If a DTC brand can't solve their customer acquisition cost problem, they die. The solution is to develop assets they can own that generate customer leads, such as a strong brand, a robust social media presence, and ownership of their product category in an ‘everything showroom’ like NoMiddleMan.com.

The second problem is the Amazon, whose share of product search is increasing to the point where they are rivalling Google. That means that customers won't see anything except what's sold on Amazon. It's a walled garden and it's pay to play. The bigger the walls get the bigger the share of the pie Amazon can take because of their monopoly power. The other half of this problem is Amazon’s private label brands, which most consumers don't know are Amazon-owned. These directly compete with, and undercut,  brands in hundreds of product categories.

Finally, there is the issue of ‘findability’. If Google's monopolistic power in search leads to path of them taking 30-40% of all commerce transactions, brands can no longer thrive or even survive using paid search engine ads. Then if Amazon's monopolistic power leads to them take a 30-40% cut of all third party transactions on Amazon, while their owned brands pay nothing comparatively, then DTC brands can't thrive or even survive selling on Amazon.

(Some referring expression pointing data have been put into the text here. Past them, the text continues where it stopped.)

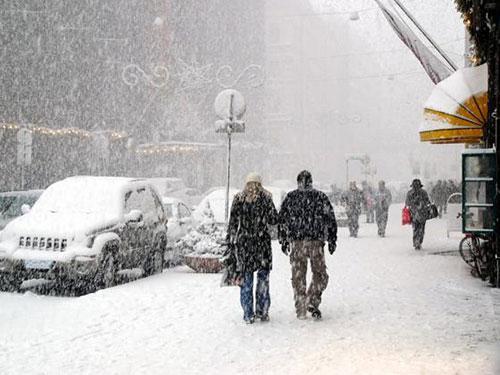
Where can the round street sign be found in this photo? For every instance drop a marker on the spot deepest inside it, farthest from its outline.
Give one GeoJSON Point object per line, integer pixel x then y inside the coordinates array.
{"type": "Point", "coordinates": [230, 103]}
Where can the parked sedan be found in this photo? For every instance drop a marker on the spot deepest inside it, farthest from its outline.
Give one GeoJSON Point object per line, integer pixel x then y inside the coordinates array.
{"type": "Point", "coordinates": [13, 203]}
{"type": "Point", "coordinates": [180, 220]}
{"type": "Point", "coordinates": [85, 229]}
{"type": "Point", "coordinates": [341, 215]}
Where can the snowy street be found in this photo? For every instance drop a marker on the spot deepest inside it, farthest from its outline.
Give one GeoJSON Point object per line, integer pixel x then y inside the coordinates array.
{"type": "Point", "coordinates": [387, 310]}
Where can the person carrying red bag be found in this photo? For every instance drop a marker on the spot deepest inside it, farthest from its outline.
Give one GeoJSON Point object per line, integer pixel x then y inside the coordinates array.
{"type": "Point", "coordinates": [417, 201]}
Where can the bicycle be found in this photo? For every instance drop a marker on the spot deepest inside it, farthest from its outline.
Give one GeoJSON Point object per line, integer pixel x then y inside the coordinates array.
{"type": "Point", "coordinates": [478, 251]}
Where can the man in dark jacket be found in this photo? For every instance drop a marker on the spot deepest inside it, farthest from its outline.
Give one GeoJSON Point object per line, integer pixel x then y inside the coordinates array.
{"type": "Point", "coordinates": [417, 200]}
{"type": "Point", "coordinates": [383, 199]}
{"type": "Point", "coordinates": [306, 221]}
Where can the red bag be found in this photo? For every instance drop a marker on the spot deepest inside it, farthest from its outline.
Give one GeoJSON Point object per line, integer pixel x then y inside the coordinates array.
{"type": "Point", "coordinates": [406, 216]}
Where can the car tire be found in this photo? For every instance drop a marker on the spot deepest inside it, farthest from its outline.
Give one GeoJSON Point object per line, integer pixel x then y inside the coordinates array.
{"type": "Point", "coordinates": [10, 283]}
{"type": "Point", "coordinates": [107, 269]}
{"type": "Point", "coordinates": [154, 262]}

So the question becomes, how do people find DTC brands?

How can DTC brands stand out from one another? 

The connectivity and transparency of the web means we're heading towards more of a meritocracy. Brands can no longer have the biggest marketing budget and just bludgeon the competition like in the early days of TV. Brands can no longer just have the biggest company and enjoy a massive economy of scale advantage, because smaller companies can band together, and any company can buy SaaS relatively inexpensively. Brands and manufacturing partners can no longer price fix. You've got to be better to win. If you have an amazing product (think Google, Facebook, Uber, Netflix or AirBnB) you don't even have to advertise it. Make something great and word spreads.

So the take away is focus on making great products and creating great value propositions for consumers. That's where 90% of your focus should be in today's world. Then keep your costs down so you can grow organically. It actually simplifies business quite a bit.

The alternative (while the VC money lasts) is to go out and raise USD$100m and use it to manufacture traction for a brand and test and iterate the product along the way to make something amazing.